THE 138 bank failures in the United States last year, a post-depression record, are a cause for some concern - but not panic. We can't expect the banking system to be healthier than the general economy. Last year was not a bad one for the nation as a whole, but it was not without its rough patches, either. The oil and farming regions had a particularly tough time, and that is where many of the failures were: 26 in Texas, 16 in Oklahoma, 14 in Kansas, 10 in Iowa, and 9 in Missouri.
Bank failures have given rise to expressions of concern about financial deregulation, but time and again, failures are traceable to poor management, not to deregulation.

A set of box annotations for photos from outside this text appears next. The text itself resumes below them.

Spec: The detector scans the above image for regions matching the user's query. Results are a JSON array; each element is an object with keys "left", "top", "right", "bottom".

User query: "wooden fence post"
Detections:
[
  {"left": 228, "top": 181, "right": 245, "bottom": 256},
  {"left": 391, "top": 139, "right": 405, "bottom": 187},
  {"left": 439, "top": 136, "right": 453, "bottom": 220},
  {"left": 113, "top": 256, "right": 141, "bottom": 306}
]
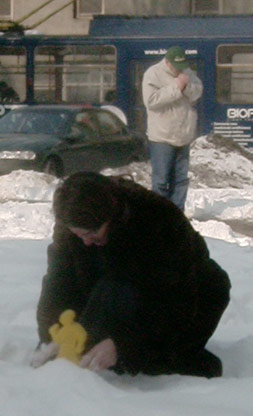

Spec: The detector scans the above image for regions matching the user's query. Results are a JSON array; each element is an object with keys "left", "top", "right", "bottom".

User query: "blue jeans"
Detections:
[{"left": 149, "top": 141, "right": 190, "bottom": 211}]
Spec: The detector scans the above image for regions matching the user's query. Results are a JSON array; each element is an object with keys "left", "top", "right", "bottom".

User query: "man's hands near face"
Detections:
[{"left": 80, "top": 338, "right": 117, "bottom": 371}]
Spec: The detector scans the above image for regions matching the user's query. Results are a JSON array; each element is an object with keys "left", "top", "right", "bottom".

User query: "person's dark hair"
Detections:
[{"left": 53, "top": 172, "right": 118, "bottom": 230}]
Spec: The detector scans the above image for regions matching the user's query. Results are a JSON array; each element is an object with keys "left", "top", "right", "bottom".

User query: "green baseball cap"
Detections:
[{"left": 165, "top": 46, "right": 189, "bottom": 71}]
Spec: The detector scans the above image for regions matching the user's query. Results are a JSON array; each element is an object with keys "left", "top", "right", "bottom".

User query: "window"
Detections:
[
  {"left": 77, "top": 0, "right": 104, "bottom": 17},
  {"left": 0, "top": 46, "right": 26, "bottom": 104},
  {"left": 0, "top": 0, "right": 12, "bottom": 20},
  {"left": 97, "top": 111, "right": 122, "bottom": 137},
  {"left": 216, "top": 45, "right": 253, "bottom": 104},
  {"left": 192, "top": 0, "right": 223, "bottom": 14},
  {"left": 34, "top": 45, "right": 116, "bottom": 104}
]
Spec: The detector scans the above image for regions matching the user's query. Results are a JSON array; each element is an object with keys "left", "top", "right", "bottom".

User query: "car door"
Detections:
[
  {"left": 58, "top": 110, "right": 103, "bottom": 175},
  {"left": 96, "top": 110, "right": 137, "bottom": 167}
]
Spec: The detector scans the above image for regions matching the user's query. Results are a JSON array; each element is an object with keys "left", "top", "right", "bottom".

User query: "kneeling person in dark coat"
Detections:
[{"left": 33, "top": 172, "right": 230, "bottom": 378}]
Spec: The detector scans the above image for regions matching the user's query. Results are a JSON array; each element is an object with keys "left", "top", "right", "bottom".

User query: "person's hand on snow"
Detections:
[
  {"left": 80, "top": 338, "right": 117, "bottom": 371},
  {"left": 31, "top": 341, "right": 59, "bottom": 368}
]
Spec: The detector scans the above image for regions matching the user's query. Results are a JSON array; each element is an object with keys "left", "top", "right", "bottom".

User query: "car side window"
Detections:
[
  {"left": 97, "top": 111, "right": 122, "bottom": 136},
  {"left": 71, "top": 111, "right": 98, "bottom": 141}
]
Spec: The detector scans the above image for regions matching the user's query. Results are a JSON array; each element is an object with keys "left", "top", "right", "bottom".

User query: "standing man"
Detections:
[{"left": 142, "top": 46, "right": 203, "bottom": 211}]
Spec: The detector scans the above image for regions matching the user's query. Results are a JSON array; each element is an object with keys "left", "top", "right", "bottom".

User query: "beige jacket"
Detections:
[{"left": 142, "top": 59, "right": 203, "bottom": 146}]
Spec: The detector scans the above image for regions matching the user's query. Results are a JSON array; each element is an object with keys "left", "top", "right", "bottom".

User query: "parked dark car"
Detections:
[{"left": 0, "top": 105, "right": 146, "bottom": 177}]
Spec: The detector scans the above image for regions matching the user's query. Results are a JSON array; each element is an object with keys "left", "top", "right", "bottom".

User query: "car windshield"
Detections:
[{"left": 0, "top": 110, "right": 70, "bottom": 135}]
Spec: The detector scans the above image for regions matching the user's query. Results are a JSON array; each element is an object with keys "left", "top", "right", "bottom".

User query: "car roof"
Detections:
[{"left": 12, "top": 104, "right": 98, "bottom": 112}]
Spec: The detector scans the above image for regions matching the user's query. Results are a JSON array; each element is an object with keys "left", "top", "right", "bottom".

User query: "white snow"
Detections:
[{"left": 0, "top": 138, "right": 253, "bottom": 416}]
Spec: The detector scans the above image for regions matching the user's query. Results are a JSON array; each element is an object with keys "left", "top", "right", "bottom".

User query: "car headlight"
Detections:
[{"left": 0, "top": 150, "right": 36, "bottom": 160}]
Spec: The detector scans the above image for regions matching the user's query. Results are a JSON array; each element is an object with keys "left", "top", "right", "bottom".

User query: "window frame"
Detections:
[
  {"left": 76, "top": 0, "right": 105, "bottom": 18},
  {"left": 215, "top": 43, "right": 253, "bottom": 105},
  {"left": 192, "top": 0, "right": 224, "bottom": 15}
]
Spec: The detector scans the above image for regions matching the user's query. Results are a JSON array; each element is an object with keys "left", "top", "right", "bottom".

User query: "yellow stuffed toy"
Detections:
[{"left": 49, "top": 309, "right": 87, "bottom": 365}]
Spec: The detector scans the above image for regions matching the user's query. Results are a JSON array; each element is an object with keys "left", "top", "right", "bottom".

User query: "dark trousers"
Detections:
[{"left": 80, "top": 260, "right": 230, "bottom": 378}]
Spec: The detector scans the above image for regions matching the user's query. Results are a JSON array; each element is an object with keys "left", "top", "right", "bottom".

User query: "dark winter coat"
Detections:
[{"left": 37, "top": 182, "right": 230, "bottom": 373}]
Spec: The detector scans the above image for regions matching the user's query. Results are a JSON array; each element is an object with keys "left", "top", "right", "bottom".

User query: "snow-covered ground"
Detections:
[{"left": 0, "top": 137, "right": 253, "bottom": 416}]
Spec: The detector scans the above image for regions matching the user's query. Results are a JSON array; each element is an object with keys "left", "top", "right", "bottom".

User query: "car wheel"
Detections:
[{"left": 43, "top": 157, "right": 63, "bottom": 178}]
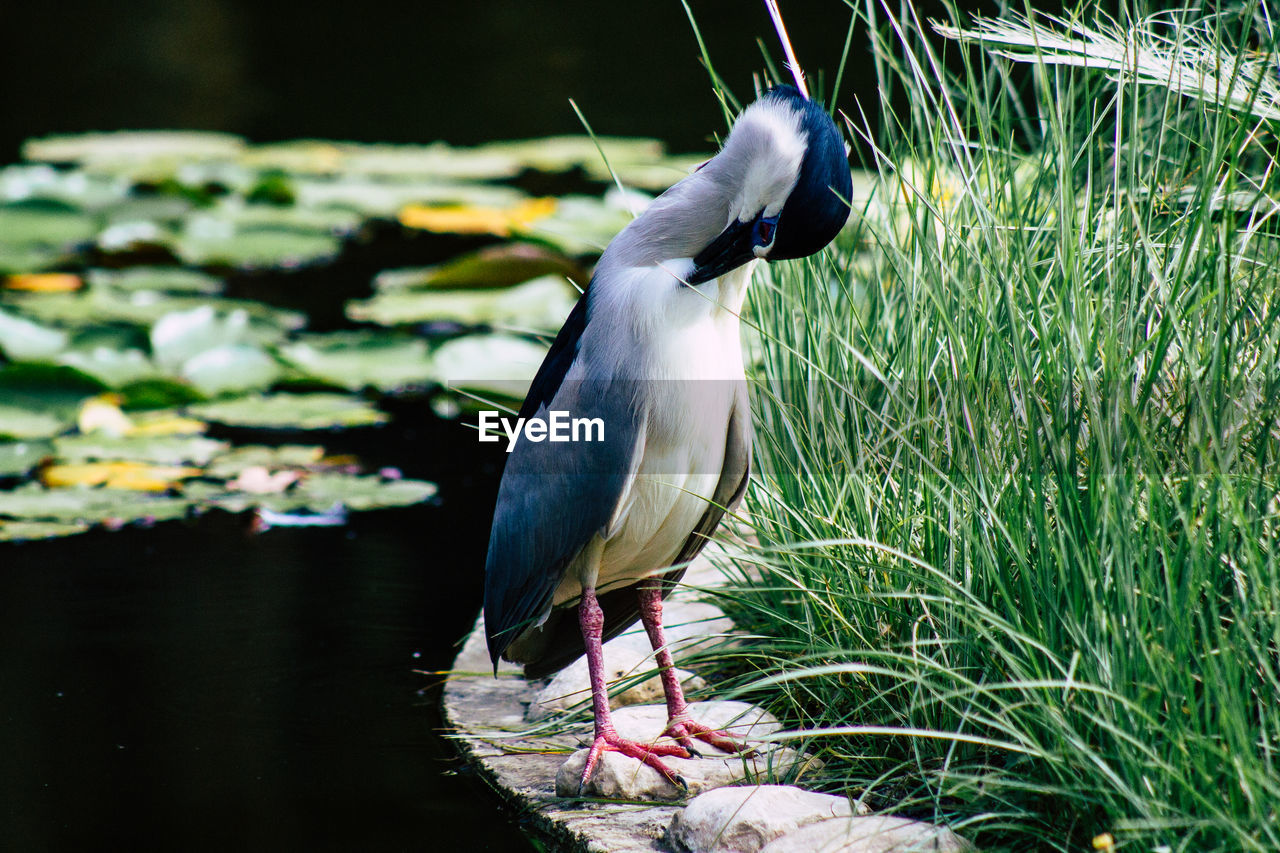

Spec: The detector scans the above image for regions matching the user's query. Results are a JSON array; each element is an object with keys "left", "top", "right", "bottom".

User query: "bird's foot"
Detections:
[
  {"left": 663, "top": 713, "right": 755, "bottom": 756},
  {"left": 577, "top": 731, "right": 690, "bottom": 795}
]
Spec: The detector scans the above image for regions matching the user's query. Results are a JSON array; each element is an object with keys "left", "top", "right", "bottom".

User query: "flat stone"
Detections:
[
  {"left": 556, "top": 702, "right": 809, "bottom": 802},
  {"left": 760, "top": 815, "right": 973, "bottom": 853},
  {"left": 667, "top": 785, "right": 854, "bottom": 853},
  {"left": 525, "top": 634, "right": 707, "bottom": 722}
]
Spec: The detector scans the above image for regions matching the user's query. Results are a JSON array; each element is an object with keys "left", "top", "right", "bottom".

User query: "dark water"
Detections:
[
  {"left": 0, "top": 409, "right": 530, "bottom": 850},
  {"left": 0, "top": 0, "right": 890, "bottom": 163}
]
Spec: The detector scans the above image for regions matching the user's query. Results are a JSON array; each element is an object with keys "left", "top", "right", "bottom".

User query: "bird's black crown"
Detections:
[{"left": 762, "top": 86, "right": 854, "bottom": 261}]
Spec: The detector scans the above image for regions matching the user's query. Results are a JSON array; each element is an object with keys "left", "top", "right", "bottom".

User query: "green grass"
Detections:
[{"left": 716, "top": 1, "right": 1280, "bottom": 850}]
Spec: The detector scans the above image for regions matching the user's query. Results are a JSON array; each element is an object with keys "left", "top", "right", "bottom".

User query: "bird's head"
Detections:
[{"left": 687, "top": 86, "right": 852, "bottom": 284}]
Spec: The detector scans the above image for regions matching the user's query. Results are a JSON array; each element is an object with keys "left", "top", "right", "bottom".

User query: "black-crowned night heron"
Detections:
[{"left": 484, "top": 86, "right": 852, "bottom": 785}]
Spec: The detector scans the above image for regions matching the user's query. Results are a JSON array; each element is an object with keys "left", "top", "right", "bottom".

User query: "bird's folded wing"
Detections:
[{"left": 485, "top": 289, "right": 644, "bottom": 662}]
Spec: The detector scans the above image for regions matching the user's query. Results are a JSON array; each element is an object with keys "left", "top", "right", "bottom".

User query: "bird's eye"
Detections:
[{"left": 751, "top": 216, "right": 778, "bottom": 246}]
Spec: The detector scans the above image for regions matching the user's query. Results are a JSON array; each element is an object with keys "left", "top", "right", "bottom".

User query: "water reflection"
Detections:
[{"left": 0, "top": 409, "right": 529, "bottom": 850}]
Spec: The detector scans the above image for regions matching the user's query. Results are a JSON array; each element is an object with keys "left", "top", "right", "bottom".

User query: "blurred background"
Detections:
[{"left": 0, "top": 0, "right": 890, "bottom": 161}]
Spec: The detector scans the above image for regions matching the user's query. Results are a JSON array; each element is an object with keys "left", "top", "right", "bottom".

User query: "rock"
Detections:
[
  {"left": 760, "top": 816, "right": 973, "bottom": 853},
  {"left": 667, "top": 785, "right": 854, "bottom": 853},
  {"left": 556, "top": 702, "right": 808, "bottom": 802},
  {"left": 525, "top": 601, "right": 733, "bottom": 722},
  {"left": 525, "top": 635, "right": 707, "bottom": 722}
]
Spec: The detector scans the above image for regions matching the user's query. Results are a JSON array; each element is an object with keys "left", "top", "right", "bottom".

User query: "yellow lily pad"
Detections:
[
  {"left": 4, "top": 273, "right": 84, "bottom": 293},
  {"left": 40, "top": 461, "right": 202, "bottom": 492},
  {"left": 399, "top": 199, "right": 556, "bottom": 237}
]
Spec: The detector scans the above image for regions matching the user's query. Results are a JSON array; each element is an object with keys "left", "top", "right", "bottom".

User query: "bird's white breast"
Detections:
[{"left": 554, "top": 264, "right": 754, "bottom": 605}]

Some banks may have been run like public utilities rather than competitive businesses, and some bankers have had some learning to do. But a bad loan is a bad loan. Indeed, some of the most serious problems have been failures of overregulation, notably in states that restricted the ability of banks to branch, acquire other banks, or otherwise diversify to protect themselves.
The Federal Deposit Insurance Corporation still functions, of course, and comfort can be taken in that. And there remain nearly 15,000 banks protected by the FDIC - to say nothing of thrifts, credit unions, non-bank banks, and other institutions meeting the needs of customers ranging from ordinary private citizens to multibillion-dollar corporate borrowers.
Given the sheer size and diversity of its market, the US is unlikely to go the route of smaller, much more homogeneous countries like Canada or Australia and end up with just a handful of nationwide banks. And most observers feel that there will always be a place for the small local bank that knows and serves its community well.
This is not to say that some judicious consolidation of the industry might not be in order, however. If bank examiners and other regulators are on their toes, they will spot problems while they are still manageable and generally help keep whatever consolidation is needed relatively painless.